Background. Only a futuristic vision in the era of bulk RNA sequencing, single-cell transcriptomics (scT) has revolutionized the analysis of cellular heterogeneity as it allows the development of comprehensive reference maps based on reconstruction of cellular developmental pathways and modelling of transcriptional dynamics.
While scT helps to gain insights into various cellular functions, the currently used methods lack spatial information and alter cell type proportions, thereby removing critical information essential for the understanding of the cellular microenvironment, intercellular communication and their influence on tissue architecture and function.
Challenge. Current spatial transcriptomics (ST) methods, developed to overcome these challenges, are based on imaging and sequencing techniques, or a combination thereof. However, depending on the research question, several parameters such as spatial resolution, detection limit, screening area, accessibility, compatibility with existing workflows and costs, have to be balanced against each other to select the most suitable method for a given experiment. One solution to this dilemma was the previous development of Deterministic barcoding in tissue (DBiT-seq), which uses microfluidic channels to barcode tissue sections by DNA oligonucleotides and allows the integration of multi-omics information. Despite being a major step forward, DBiT-seq does however not allow for higher throughput applications. Therefore, Johannes Wirth, Ph.D. student in the laboratory of Matthias Meier at the Helmholtz Pioneer Campus developed an advanced workflow providing a multiplexing method for ST paired with high-quality imaging (called xDBiT), thereby significantly advancing the previously reported DBiT-seq method.
Solution. On the technical side, he changed the chemical composition of the initial reaction protocols and implemented a serpentine channel design allowing to analyze nine tissue sections in parallel. Through various validation steps in several tissues, Johannes demonstrated that there is no leakage between individual wells and only neglectable cross-contaminations from neighboring samples. Most importantly, compared to the original method, these optimizations increased the reads and genes per spot by 6 and 12-fold, respectively. In addition, the read depth within xDBiT in combination with deconvolution tools, turned out to be sufficient to resolve even rare cell types, such as podocytes in the glomeruli of the kidney. On top of the technical advances, the team also provided an open-source analysis pipeline to generate xDBiT datasets and make the method easily accessible.
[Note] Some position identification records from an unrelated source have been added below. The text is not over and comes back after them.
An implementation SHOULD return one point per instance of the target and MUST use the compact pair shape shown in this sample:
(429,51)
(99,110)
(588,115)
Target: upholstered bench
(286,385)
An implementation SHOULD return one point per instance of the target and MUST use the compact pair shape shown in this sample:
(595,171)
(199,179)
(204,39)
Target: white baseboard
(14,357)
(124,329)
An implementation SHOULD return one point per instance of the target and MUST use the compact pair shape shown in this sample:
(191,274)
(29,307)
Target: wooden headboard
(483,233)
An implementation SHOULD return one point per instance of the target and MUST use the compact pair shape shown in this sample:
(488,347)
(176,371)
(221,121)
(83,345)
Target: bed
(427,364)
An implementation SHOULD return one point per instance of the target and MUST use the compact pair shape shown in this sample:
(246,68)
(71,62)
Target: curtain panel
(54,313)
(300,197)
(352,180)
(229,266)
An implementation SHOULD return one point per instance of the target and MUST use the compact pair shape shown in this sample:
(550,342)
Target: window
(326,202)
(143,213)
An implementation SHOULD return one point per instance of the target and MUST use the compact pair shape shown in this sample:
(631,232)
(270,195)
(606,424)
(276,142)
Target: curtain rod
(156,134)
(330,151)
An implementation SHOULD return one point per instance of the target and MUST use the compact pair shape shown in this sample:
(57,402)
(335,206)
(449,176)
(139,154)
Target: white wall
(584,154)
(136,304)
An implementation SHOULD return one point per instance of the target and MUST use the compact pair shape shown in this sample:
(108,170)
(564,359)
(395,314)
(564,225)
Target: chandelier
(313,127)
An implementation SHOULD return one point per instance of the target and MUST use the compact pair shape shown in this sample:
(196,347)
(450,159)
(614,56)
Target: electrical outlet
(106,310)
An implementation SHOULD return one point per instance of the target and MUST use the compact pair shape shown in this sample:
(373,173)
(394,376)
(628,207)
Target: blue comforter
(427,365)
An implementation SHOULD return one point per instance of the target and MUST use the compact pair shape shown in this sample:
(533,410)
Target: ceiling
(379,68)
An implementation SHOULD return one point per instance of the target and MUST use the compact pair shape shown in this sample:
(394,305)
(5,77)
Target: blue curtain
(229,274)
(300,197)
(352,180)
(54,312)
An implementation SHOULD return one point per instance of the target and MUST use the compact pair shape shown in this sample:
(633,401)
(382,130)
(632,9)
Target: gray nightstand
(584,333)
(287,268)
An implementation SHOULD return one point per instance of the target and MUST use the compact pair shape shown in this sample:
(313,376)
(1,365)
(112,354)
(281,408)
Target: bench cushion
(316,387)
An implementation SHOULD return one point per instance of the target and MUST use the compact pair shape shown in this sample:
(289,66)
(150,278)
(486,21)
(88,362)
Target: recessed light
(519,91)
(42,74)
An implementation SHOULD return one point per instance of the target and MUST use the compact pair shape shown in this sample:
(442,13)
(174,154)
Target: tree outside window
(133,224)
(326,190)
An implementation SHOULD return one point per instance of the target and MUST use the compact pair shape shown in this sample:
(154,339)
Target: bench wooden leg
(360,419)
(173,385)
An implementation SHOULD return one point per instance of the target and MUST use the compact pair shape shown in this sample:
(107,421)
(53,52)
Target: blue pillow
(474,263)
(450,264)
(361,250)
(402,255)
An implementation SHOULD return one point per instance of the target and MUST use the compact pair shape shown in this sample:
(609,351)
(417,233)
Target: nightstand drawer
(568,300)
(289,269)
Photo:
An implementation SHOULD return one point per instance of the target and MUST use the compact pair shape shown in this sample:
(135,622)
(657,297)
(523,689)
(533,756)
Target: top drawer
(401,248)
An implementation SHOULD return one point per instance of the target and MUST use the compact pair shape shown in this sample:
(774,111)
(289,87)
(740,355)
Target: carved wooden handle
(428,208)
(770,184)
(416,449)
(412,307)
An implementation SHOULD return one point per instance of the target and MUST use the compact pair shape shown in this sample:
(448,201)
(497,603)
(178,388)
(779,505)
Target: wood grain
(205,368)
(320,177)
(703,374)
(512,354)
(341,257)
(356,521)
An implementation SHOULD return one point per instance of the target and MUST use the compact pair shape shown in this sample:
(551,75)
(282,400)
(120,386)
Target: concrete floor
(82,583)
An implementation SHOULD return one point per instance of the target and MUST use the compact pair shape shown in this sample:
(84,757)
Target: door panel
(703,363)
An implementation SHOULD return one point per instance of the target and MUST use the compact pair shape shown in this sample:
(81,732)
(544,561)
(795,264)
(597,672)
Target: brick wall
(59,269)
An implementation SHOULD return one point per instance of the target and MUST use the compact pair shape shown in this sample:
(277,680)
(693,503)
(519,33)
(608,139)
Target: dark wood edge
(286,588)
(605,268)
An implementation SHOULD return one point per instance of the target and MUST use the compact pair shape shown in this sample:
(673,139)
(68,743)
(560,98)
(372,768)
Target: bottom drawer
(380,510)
Conclusion. xDBiT enables multiplexing, increases sequencing depth, and improves the image data quality – thus, providing a robust and accurate analysis tool for spatial gene expression patterns. As xDBiT is suitable for a variety of tissues, it will facilitate studies on complex diseases and multi-organ (dys-)function.
Overall, xDBiT advances the toolbox of spatial transcriptomic methods towards higher throughput measurements and bears the potential for a wide range of applications in biological and clinical research.